The Red Paper on Scotland 2014 takes inspiration from the Basque Country and other parts of Europe where worker-owned co-operatives employ tens of thousands of people.
In the new book, Professor John Foster of the University of the West of Scotland, and Richard Leonard of the GMB union argue that a move to create co-ops would provide more secure jobs and fairer wages.
They cite the Mondragon Co-operative Corporation in the Basque Country of Spain, which is made up of 258 co-operative enterprises and other bodies and employs more than 83,000 people, as a model for Scotland to follow.
A similar network in Emilia Romagna, Northern Italy, employs 80,000 workers. The figure has soared since Italy introduced laws guaranteeing generous state help for workers seeking to buy closure-threatened firms.
Both networks have weathered the financial crisis better than private firms, the authors argue.
They say: "Localised and co-operatively organised interventions have enabled particular regions within Europe to resist the worst effects of the crisis - though not in Scotland.
"It is not without irony that the home of the Fenwick weavers and of Robert Owen boasts today one of the smallest number of worker co-operative businesses in Europe."
The most recent estimates suggest fewer than 300 people are employed in Scotland's 30 or so workers' co-ops.
In another example, the Red Paper calls for widespread community ownership of Scottish football clubs, looking to examples from elsewhere in Europe. Bayern Munich is 82%-owned by fans, while Barcelona is fully owned by its supporters.
Labour Party researcher David Shaw argues: "If it values its soul, Scottish football will eschew the English model".
He says fans should be at the heart of decision-making, as in Germany, adding: "Football clubs are ideal candidates for the community ownership model."
The ideas are behind proposals to devolve extensive new powers to Holyrood.
Under the plans, ministers could in "appropriate circumstances" also bring land and businesses into public ownership, in a move designed to avert devastating economic blows such as the closure last year of the Hall's of Broxburn meat factory.
It is argued Holyrood should also receive sweeping new tax powers - which could be used more flexibly than under earlier "Devo Max" or "Devo Plus" proposals - and a vastly increased national borrowing limit.

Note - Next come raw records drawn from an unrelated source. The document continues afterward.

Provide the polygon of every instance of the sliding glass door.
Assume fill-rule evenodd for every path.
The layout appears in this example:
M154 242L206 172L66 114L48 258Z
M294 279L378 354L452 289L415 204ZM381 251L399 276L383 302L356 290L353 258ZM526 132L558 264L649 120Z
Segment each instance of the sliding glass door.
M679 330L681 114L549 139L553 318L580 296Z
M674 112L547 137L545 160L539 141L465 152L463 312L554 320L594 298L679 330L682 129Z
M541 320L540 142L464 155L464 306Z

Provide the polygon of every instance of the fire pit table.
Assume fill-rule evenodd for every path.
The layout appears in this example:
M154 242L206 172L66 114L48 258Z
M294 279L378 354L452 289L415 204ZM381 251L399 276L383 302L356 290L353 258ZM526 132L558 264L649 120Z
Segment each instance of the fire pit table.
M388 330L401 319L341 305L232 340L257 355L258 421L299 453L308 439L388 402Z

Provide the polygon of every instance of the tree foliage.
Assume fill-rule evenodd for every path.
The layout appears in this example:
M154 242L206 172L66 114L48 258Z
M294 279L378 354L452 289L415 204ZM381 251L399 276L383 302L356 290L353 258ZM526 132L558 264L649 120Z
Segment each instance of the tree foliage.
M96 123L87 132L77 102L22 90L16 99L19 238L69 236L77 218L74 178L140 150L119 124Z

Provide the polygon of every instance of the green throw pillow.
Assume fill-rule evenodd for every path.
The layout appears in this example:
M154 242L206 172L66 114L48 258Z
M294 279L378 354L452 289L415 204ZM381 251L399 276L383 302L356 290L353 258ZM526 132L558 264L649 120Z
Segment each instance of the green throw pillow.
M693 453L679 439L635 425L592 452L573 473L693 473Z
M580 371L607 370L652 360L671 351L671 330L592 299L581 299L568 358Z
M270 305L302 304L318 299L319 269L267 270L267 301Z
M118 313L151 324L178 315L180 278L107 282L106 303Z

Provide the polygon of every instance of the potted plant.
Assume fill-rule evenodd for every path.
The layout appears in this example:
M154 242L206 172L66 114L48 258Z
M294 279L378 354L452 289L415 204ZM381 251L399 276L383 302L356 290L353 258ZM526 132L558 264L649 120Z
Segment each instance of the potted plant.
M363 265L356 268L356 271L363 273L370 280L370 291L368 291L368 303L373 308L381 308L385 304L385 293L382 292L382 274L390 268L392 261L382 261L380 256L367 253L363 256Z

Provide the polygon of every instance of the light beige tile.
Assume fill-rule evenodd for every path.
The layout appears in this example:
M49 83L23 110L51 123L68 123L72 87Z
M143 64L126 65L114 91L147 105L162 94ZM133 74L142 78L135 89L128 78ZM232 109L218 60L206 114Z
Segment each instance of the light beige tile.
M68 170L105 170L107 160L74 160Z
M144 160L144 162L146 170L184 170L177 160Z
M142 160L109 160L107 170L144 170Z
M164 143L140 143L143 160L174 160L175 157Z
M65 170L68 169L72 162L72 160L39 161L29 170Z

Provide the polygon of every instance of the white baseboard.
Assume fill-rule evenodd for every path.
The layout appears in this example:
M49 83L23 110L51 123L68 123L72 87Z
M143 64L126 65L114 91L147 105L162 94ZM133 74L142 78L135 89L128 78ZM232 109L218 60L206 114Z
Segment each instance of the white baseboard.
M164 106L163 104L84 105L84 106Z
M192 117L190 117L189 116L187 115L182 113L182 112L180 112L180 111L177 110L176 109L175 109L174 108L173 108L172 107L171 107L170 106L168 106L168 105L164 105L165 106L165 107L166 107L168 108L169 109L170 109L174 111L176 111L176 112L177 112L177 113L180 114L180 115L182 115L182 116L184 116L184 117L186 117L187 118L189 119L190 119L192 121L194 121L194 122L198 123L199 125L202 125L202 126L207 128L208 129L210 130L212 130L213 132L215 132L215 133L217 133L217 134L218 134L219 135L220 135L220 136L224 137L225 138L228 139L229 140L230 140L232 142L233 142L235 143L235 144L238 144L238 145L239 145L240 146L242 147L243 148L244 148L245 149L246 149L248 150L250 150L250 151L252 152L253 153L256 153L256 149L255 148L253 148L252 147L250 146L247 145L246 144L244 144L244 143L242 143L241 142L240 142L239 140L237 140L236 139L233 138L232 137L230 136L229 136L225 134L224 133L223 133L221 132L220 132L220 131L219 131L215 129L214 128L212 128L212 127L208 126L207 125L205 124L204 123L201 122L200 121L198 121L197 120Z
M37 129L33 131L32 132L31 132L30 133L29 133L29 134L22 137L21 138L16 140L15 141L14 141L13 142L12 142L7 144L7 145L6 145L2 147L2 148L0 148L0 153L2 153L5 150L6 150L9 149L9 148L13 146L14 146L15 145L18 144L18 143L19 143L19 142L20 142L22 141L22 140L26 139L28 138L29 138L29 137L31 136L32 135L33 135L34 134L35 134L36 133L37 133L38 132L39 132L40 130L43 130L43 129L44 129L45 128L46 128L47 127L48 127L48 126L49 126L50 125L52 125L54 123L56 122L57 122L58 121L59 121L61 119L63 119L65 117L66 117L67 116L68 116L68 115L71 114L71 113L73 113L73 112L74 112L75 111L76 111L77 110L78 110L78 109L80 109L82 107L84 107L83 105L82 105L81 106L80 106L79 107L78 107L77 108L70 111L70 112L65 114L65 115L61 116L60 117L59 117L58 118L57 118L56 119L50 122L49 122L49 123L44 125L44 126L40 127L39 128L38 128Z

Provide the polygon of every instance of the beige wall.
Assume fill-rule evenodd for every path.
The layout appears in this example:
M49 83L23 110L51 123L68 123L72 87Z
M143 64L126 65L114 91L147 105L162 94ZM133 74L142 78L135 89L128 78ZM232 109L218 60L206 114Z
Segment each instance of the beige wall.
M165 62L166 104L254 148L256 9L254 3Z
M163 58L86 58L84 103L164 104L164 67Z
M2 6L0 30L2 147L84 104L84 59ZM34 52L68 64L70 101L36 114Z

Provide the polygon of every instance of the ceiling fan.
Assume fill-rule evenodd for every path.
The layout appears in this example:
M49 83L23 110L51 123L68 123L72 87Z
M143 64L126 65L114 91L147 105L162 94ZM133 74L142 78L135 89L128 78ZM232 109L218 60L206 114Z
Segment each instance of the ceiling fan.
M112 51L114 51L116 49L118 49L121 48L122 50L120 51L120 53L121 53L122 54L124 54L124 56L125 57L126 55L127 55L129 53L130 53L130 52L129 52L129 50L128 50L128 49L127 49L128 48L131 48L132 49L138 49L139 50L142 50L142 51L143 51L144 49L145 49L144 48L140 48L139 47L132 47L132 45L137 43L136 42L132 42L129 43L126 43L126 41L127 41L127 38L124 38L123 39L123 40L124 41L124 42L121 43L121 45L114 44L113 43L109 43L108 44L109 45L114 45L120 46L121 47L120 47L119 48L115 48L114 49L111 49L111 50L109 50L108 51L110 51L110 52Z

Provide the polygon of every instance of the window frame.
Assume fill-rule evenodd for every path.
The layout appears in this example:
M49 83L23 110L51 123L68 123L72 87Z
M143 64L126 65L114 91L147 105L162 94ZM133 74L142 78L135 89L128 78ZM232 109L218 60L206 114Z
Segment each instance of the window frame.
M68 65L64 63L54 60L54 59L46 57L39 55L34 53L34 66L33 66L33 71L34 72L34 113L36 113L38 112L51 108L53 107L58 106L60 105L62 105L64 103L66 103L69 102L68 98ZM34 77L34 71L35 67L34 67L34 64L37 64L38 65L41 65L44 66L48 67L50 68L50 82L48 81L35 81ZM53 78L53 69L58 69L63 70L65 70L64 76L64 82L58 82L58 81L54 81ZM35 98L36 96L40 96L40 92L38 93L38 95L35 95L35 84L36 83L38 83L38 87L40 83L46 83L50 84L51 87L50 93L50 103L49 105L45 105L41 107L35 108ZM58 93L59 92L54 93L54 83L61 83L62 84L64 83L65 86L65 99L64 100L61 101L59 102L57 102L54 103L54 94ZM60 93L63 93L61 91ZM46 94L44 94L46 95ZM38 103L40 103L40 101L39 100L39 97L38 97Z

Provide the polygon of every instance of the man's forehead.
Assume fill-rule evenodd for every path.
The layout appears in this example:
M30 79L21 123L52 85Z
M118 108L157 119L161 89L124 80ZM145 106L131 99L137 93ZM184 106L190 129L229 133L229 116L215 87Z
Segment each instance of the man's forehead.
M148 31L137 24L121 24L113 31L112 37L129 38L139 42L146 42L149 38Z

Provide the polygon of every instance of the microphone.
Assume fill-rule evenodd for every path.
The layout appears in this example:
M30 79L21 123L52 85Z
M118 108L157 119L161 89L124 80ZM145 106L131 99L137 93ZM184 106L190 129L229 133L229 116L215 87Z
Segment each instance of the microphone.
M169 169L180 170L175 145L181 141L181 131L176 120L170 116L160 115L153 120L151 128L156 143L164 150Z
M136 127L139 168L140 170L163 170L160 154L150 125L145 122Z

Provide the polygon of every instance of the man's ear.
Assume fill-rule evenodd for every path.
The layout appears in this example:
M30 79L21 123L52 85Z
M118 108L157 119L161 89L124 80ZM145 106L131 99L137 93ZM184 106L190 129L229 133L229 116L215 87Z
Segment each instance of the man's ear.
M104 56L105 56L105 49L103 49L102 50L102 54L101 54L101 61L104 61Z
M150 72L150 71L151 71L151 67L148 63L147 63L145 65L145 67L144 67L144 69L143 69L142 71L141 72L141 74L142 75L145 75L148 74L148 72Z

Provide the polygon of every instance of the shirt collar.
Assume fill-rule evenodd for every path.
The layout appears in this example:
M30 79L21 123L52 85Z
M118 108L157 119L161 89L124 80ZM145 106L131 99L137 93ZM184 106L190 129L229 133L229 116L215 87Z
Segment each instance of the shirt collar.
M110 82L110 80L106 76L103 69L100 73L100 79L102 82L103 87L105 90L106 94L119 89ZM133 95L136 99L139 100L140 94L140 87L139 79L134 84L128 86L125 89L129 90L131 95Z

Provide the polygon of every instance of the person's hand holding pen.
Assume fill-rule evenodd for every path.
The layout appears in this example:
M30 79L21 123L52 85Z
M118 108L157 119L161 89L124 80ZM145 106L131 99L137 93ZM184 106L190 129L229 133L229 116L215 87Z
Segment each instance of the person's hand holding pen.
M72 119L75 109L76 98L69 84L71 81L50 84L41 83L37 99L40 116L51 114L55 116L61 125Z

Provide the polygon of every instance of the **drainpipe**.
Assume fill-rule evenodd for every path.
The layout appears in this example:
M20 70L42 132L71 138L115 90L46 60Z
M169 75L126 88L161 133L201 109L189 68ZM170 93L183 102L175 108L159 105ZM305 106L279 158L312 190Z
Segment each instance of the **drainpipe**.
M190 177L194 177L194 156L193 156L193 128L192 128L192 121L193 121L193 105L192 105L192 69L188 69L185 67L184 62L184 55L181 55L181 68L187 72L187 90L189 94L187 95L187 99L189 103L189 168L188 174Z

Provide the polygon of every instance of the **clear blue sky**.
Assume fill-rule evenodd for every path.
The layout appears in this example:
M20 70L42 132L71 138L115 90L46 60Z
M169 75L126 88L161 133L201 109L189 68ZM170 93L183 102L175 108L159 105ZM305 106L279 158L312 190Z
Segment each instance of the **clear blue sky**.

The package would come as ties between Westminster and the devolved administrations in Edinburgh, Cardiff and Belfast loosened in a new federal UK.
The proposals by the Red Paper group of trade unionists and left-wing politicians and academics is heavily influenced by the Labour First Minister of Wales, Carwyn Jones, who has been "considerably more thoughtful on the future of the UK than we have seen from the Labour Party leadership in Scotland," according to editor and Campaign for Socialism member Pauline Bryan.
His "democratic federalist arrangement," she claims, could provide a lasting constitutional model for the UK and stop politicians becoming "bogged down in the politics of structure" for years to come if Scots vote No in next year's referendum.
She writes: "It would safeguard the ability to redistribute wealth within the UK and allow the labour movements in the whole of the UK to collaborate in resisting attacks on working people.
"It would reduce the extent of the London-centric nature of the Westminster Parliament which is as damaging to Lancashire as it is to Lanarkshire."